LAS VEGAS — The flow of the crowd at the MGM Grand Garden Arena is more a drip than a trickle at this point, with the majority of the arena about as empty as your average Las Vegas beer bottle.
In the very first bout of the evening, junior middleweight Eddie Gomez moved to 10-0 (7 KO) with a 3rd round technical knockout over Quinton “Hands” Whitaker, who fell to 9-10 (9 KO). The 1st round saw Gomez peg Whitaker with a nasty low blow which halted action for a moment, but Whitaker rose to stagger Gomez with a few wild shots. But from round 2 on, it was all Gomez, as he doubled an tripled up on jabs before landing a right hand in the 3rd that wobbled Whitaker badly, forcing referee Vic Drakulich to step in and halt the bout.
The second bout of the evening featured junior lightweight Sergio Thompson, who rose to prominence after defeating Jorge Linares earlier this year, against Carlos Claudio. Thompson pressed the action and began working just about every punch in his arsenal from the opening bell — especially a right uppercut. Claudio’s head movement was all but non-existent and he was geting hit at will, though he countered decently in the 2nd. But a series of body shots and some follow up sent Claudio into his own corner covering up, where he essentially took a knee. Rising at the count of about 9 and 3/4, he was likely mercifully stopped by referee Kenny Bayless. Thompson’s record improves to 23-2 (21 KO), while Claudio’s falls to 15-9-3 (8 KO).
Andres “Jaguarcito” Gutierrez made his U.S. debut by serving Carlos Valcarcel an uppercut sandwich — one where both the bread and the meat were made of uppercuts — en route to a 6 round unanimous decision. In round 1, Gutierrez slowly stalked Valcarcel, but didn’t offer up much offense against his retreating foe until about halfway through the stanza. In the 2nd round, Gutierrez followed quite a bit moe, but got his right hand working towards the end of the round, after several unsurprising warnings from Joe Cortez. Valcarcel traded to better effect in round 3, but caught some uppercuts for his trouble. Just before the 10 second warning, both men took turns putting the other on the ropes and unloading. Again in the 4th, Gutierrez caught Valcarcel with uppercuts as he leaned in, and rocked the Puerto Rican with left hooks as he tried to scoot away. A right hand burst into the equation soon after, though the game Valcarcel fought back bravely when he could. And more of the same in the 5th, with Valcarcel attempting to backpedal and Gutierrez getting the better of exchanges, working his uppercut overtime. Pressing to get something more done, Gutierrez looked as if he was trying to feint Valcarcel out of position in the 6th, and again more uppercuts were launched. Valcarcel landing his biggest shot of the fight, but it had almost no effect, despite the round likely being Valcarcel’s best. Scores of 59-55, 58-56 and 60-54 were turned in, all for Gutierrez, whose record goes to 23-0-1 (19 KO), while Valcarcel’s stands at 12-6-4 (5 KO).
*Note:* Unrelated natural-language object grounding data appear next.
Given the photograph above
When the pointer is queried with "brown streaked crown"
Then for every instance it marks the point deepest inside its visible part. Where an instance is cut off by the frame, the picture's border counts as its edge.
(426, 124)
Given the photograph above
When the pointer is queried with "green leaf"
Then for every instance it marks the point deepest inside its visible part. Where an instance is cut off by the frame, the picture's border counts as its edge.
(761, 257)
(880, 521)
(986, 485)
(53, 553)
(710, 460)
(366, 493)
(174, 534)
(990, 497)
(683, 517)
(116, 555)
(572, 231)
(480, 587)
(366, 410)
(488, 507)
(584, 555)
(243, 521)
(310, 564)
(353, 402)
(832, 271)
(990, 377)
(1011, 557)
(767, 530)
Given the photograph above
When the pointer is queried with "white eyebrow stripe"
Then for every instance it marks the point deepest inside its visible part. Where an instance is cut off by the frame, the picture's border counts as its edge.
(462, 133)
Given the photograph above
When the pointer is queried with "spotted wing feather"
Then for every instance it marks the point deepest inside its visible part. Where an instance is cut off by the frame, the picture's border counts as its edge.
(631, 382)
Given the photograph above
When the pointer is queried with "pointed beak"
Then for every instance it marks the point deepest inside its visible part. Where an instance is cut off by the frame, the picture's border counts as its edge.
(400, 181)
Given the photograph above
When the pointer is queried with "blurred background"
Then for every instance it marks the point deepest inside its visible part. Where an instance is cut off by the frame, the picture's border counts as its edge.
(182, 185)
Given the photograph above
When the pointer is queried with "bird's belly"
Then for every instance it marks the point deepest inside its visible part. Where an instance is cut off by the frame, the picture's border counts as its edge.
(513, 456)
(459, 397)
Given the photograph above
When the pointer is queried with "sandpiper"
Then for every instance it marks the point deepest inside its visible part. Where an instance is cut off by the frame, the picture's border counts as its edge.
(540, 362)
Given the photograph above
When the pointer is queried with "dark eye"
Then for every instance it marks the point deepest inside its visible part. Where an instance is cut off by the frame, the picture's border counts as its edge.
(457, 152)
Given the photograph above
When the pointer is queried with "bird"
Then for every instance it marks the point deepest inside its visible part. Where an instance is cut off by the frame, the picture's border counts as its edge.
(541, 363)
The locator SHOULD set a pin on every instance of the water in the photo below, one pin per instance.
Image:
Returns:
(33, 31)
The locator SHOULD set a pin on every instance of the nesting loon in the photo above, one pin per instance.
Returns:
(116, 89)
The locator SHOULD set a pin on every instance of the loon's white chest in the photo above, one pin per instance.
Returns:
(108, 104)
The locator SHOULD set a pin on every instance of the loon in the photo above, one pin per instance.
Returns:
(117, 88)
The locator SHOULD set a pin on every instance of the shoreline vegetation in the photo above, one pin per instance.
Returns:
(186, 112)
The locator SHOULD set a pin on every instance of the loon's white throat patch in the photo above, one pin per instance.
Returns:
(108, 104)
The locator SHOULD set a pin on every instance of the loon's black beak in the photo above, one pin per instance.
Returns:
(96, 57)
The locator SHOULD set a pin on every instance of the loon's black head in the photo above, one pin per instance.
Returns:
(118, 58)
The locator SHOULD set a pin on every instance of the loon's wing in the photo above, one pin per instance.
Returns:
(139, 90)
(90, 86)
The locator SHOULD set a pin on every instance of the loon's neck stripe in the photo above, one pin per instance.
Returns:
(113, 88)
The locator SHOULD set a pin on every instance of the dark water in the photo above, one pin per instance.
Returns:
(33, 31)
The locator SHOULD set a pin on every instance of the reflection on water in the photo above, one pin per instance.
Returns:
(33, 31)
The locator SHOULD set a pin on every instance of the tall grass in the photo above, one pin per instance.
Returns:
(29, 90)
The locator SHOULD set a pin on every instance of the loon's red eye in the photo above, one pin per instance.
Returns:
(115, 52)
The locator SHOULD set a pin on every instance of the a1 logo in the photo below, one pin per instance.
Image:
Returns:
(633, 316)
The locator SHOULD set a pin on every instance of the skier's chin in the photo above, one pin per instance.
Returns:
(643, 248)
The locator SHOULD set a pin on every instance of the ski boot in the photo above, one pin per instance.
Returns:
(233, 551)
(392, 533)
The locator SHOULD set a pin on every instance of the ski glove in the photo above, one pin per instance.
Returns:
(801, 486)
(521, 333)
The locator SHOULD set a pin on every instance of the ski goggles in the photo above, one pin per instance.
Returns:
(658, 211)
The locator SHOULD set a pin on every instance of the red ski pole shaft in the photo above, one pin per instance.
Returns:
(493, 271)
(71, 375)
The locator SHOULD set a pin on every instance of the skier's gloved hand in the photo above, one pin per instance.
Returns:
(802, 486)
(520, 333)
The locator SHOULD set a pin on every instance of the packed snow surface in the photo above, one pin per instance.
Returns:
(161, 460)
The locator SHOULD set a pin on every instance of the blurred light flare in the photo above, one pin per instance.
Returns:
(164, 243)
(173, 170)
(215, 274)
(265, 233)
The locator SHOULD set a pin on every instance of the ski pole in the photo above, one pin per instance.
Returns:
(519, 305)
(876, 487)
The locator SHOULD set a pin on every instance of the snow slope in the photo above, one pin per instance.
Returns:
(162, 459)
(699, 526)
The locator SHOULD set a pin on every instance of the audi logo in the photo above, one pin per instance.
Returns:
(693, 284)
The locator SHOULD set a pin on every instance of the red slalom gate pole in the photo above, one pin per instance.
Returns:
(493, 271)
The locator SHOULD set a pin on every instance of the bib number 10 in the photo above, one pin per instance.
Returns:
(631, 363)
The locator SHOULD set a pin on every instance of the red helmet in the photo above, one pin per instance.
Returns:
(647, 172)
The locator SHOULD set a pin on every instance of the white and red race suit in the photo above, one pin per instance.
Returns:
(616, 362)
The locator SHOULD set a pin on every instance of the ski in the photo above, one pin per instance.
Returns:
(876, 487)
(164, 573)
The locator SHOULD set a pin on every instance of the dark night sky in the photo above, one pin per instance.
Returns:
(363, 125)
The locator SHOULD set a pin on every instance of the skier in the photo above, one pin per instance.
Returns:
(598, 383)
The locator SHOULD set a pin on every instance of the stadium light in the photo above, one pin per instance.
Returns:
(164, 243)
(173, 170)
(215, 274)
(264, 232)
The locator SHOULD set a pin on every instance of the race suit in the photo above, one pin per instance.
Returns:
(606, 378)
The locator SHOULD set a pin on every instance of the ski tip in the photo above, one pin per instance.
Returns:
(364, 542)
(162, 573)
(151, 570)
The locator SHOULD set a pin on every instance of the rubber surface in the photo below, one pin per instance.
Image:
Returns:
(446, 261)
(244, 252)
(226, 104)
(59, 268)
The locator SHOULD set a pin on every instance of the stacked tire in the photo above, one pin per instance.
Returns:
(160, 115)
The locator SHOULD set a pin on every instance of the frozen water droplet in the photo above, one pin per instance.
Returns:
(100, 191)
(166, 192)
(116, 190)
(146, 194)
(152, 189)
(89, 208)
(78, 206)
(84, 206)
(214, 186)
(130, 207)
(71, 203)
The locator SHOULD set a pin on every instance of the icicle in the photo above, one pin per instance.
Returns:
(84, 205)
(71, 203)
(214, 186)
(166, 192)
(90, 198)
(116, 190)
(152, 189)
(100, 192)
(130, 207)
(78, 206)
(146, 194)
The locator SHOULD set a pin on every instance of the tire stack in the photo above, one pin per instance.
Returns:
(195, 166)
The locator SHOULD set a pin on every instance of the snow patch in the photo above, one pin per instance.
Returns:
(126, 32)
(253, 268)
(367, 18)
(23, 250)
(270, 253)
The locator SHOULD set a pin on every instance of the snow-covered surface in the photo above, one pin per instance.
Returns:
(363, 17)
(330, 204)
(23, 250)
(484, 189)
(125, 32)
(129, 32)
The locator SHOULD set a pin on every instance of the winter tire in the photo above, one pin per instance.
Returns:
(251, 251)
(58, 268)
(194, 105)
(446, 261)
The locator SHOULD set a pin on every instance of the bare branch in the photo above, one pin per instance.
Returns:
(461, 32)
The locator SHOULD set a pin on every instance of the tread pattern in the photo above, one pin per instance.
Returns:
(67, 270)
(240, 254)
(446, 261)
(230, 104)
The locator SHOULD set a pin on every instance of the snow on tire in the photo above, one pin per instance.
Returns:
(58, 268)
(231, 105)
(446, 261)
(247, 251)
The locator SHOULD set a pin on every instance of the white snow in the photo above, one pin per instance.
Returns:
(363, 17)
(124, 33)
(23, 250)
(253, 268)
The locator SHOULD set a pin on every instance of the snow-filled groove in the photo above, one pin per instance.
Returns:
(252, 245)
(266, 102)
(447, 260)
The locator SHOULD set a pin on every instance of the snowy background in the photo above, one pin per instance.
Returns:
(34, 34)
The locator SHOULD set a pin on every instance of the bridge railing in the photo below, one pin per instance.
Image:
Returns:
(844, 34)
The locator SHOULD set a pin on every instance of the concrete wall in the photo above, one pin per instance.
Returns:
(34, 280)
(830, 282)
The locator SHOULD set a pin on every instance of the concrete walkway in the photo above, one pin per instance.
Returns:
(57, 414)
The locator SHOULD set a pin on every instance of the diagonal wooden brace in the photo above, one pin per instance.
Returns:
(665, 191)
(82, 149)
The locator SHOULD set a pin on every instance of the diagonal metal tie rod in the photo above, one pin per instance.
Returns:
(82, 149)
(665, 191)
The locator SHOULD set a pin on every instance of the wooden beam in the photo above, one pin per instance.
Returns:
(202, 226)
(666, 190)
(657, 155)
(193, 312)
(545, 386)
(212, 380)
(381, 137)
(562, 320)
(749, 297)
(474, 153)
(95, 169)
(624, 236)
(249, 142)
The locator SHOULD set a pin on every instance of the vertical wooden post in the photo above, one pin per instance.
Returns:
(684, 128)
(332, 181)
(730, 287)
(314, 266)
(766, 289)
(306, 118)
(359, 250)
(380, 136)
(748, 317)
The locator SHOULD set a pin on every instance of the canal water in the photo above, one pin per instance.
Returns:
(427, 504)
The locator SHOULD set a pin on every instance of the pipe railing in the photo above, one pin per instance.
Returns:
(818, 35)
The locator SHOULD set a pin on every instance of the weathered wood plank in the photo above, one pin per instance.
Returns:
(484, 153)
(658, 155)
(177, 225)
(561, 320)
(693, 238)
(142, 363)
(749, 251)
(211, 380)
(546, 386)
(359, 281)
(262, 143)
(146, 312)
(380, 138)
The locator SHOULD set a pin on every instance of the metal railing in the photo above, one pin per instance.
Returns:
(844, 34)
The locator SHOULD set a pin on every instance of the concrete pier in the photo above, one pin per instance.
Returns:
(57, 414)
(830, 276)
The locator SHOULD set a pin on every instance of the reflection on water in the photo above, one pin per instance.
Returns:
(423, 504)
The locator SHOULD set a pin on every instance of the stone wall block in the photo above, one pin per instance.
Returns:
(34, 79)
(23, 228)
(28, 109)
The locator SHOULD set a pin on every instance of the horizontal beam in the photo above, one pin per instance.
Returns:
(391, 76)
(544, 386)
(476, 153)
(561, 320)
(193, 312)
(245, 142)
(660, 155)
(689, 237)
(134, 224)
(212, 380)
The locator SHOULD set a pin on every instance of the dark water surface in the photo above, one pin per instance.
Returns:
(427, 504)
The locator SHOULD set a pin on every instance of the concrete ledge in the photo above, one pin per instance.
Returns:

In a junior lightweight bout, Francisco Vargas began the 1st round probing with jabs and looking to land hooks downstairs inside, but his opponent Victor Sanchez did well to launch uppercuts as Vargas leaned in to land body shots. The fighters exchanged entertainingly a number of times in the opening round, with Vargas generally getting the better work done. Round 2 may as well have been fought in a bathroom stall as both men stayed in close, landing big shots and taking them in return. It was again Vargas who had the upper hand, though, clearly rocking Sanchez a few times. The 3rd round was Hookfest 2012 as both fighters threw almost nothing but hooks in close for near a minute, and Sanchez began looking a bit weary as a result. Not much attention was paid to defense again in the 4th, though a bit of space opened up between the two and Sanchez was able to close the bout well. Scored of 39-37 and 40-36 twice rang in another victory for Vargas, whose record is now 13-0-1 (10 KO). Victor Sanchez’ ledger slides to 3-4-1 (0 KO).